A mata parecia mais densa e escura no lusco fusco da manhã que se anunciava. A claridade obscura era suficiente para os olhos de caçador de Agenor, acostumado a penumbra da floresta, guiava-se pelo cheiro de orvalho nas folhas e troncos e pelo toque da sola dos pés sobre a serra pilheira que se forma na floresta virginal do alto da serra do mar. O arcabuz estava preparado para o disparo, pronto para abater qualquer presa que fosse ciscar ou fuçar no solo fértil da mata atlântica atrás de frutos caídos, insetos ou tubérculos. Há dias que seus filhos não comiam nada além de farinha com peixe seco, sentia certa pressão causada pelo roncar das panças de seus barrigudinhos que já somavam quatro com idades variando entre um e nove anos. Nhá Eneide já lhe azucrinava por um pedaço de caça que reduzisse a barulheira nas miúdas barrigas.

Andava com cautela a tatear cada passada evitando qualquer som que pudesse espantar o silêncio da alvorada e denunciasse sua presença na mata. Mantinha seus ouvidos atentos pois não podia contar com a visão que não passava de vultos e silhuetas entre a prateada névoa que surgia entre as árvores. Ao primeiro craquear de folhas dirigia sua atenção ao som, cerrava bem os olhos de homem tupi, fungava o ar gelado e esparso a identificar a espécie da presa, antes de efetuar qualquer disparo. No espaço entre a noite e o dia, existe um portal em que os animais parecem se perder entre os mundos onde somente os homens e as onças parecem possuir a capacidade de estarem vivos e é nesse momento que eles caçam. Com certeza, Agenor não queria ver a onça nem tampouco a onça queria ver Agenor.

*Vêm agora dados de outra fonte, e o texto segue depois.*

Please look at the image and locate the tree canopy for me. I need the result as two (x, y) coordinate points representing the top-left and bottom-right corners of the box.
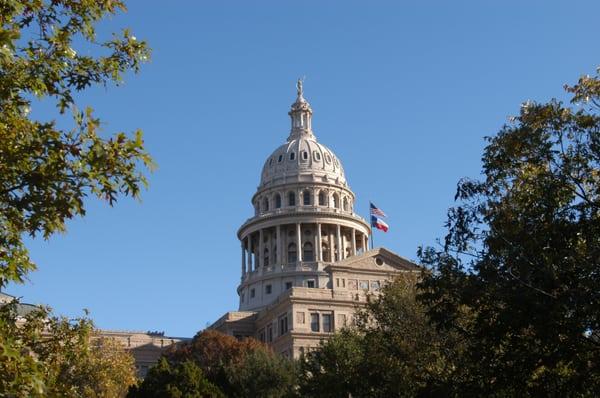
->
(0, 0), (152, 288)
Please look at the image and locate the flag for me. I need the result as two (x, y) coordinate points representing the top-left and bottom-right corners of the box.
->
(369, 202), (387, 217)
(371, 215), (390, 232)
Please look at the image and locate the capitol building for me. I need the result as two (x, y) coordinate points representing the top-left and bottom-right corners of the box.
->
(209, 81), (420, 358)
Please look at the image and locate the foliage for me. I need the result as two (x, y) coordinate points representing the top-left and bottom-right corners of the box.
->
(300, 275), (460, 397)
(0, 302), (136, 397)
(420, 67), (600, 397)
(0, 0), (152, 288)
(137, 330), (295, 397)
(127, 358), (224, 398)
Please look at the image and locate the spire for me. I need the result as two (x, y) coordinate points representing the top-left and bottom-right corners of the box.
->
(288, 79), (315, 141)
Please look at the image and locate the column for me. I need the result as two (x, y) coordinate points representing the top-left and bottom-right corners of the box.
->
(329, 228), (335, 262)
(277, 225), (283, 265)
(242, 239), (246, 278)
(296, 223), (302, 263)
(256, 228), (265, 268)
(248, 235), (254, 272)
(315, 223), (323, 261)
(337, 224), (344, 260)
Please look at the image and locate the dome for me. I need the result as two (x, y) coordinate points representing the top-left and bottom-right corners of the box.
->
(260, 137), (346, 188)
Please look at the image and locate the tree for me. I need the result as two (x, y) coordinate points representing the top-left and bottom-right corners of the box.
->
(0, 302), (136, 397)
(420, 68), (600, 397)
(138, 330), (295, 397)
(0, 0), (152, 288)
(300, 275), (460, 397)
(128, 358), (224, 398)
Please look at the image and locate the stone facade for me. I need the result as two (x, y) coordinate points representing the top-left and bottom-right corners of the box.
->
(210, 82), (420, 357)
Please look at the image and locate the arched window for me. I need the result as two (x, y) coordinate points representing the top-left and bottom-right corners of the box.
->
(288, 243), (298, 264)
(302, 242), (315, 261)
(302, 190), (310, 206)
(319, 191), (325, 206)
(321, 242), (331, 261)
(275, 193), (281, 209)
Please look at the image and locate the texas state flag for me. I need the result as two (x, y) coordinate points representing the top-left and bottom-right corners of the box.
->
(371, 215), (390, 232)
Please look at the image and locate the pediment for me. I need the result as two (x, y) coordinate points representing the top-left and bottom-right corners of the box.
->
(325, 247), (422, 273)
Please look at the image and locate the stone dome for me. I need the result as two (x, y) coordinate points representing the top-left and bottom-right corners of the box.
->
(260, 136), (346, 188)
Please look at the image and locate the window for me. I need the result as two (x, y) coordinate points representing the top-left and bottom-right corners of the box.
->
(310, 312), (319, 332)
(302, 190), (310, 206)
(288, 243), (298, 264)
(323, 314), (333, 333)
(319, 191), (325, 206)
(321, 243), (331, 261)
(302, 242), (315, 261)
(279, 314), (288, 336)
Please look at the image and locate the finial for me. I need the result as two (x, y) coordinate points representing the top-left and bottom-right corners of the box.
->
(296, 78), (304, 98)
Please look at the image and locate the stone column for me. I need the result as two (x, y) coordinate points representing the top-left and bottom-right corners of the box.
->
(337, 224), (344, 260)
(256, 228), (265, 268)
(247, 235), (254, 272)
(315, 223), (323, 261)
(329, 228), (335, 262)
(277, 225), (283, 265)
(296, 223), (302, 263)
(242, 239), (246, 278)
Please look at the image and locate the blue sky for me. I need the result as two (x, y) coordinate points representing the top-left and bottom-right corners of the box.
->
(7, 0), (600, 336)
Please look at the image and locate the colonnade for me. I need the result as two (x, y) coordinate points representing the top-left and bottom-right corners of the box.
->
(241, 222), (368, 276)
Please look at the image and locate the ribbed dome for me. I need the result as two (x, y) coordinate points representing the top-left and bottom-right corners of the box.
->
(260, 136), (346, 188)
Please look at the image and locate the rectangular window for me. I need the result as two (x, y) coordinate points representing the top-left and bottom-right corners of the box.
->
(310, 312), (319, 332)
(279, 314), (288, 336)
(323, 314), (333, 333)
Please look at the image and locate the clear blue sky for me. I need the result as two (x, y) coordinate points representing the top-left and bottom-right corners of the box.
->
(7, 0), (600, 336)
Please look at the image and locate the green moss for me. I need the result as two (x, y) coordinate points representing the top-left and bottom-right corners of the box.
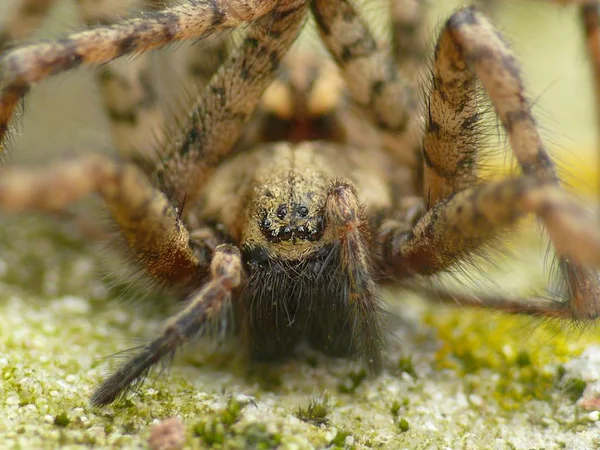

Eis que um estalar nos galhos do dossel, entre as copas das árvores próximas, ressoou. O pequenino homem se agachou reduzindo seu semblante, pois o som produzido pela madeira parecia de um animal de maior porte e, caso fosse uma onça ou suçuarana, colocar-se compacto faria com que aumentasse as chances de sua sobrevivência se o bicho lhe avançasse. Aguardou por instantes encoberto pela bruma que ficava mais espessa e pela ausência de som que lhe fazia escutar nada mais do que o later de seu próprio coração. Respirava profundamente o ar gélido, erguia os ouvidos e buscava identificar algum vulto sobre as copas entre as nuvens que lambiam a mata. Um curto e forte piado se propagou no dossel fazendo seus batimentos acelerarem e Agenor a respirar ainda mais fundo. Acalmado, prendeu a respiração ao soar do segundo canto. Cerrando ainda mais os olhos observou uma massa negra empoleirada sobre os galhos de uma grande árvore uns dez passos de sua posição. Apesar de o canto parecer de um macuco o semblante era grande demais para ser o pássaro. Ele respondeu cantando de volta, imitando o mesmo piado – os macucos se atraem pelo canto de um invasor ou de fêmea – e seguiu-se uma resposta no mesmo tom. A dúvida lhe seguia e cantou mais uma vez pois se fosse deveras um macuco seria um açu, um bitelo, como diziam os caiçaras, tendo sua resposta quase que imediata. Instintivamente, com a coronha apoiada no ombro e o coração na garganta, agora batendo em modo predador, apertou os olhos puxados na alça maça do velho arcabuz e esmagou o gatilho liberando o cão que ao martelar o aço produziu a faísca inicial seguido pelo cuspir de fogo do cano soltando chumbo em direção a copa e o som de trovão anunciando a manhã nas matas do sertão de Maresias. Um grande corpo despencou levando consigo alguns galhos caindo sobre o solo macio de folhas secas.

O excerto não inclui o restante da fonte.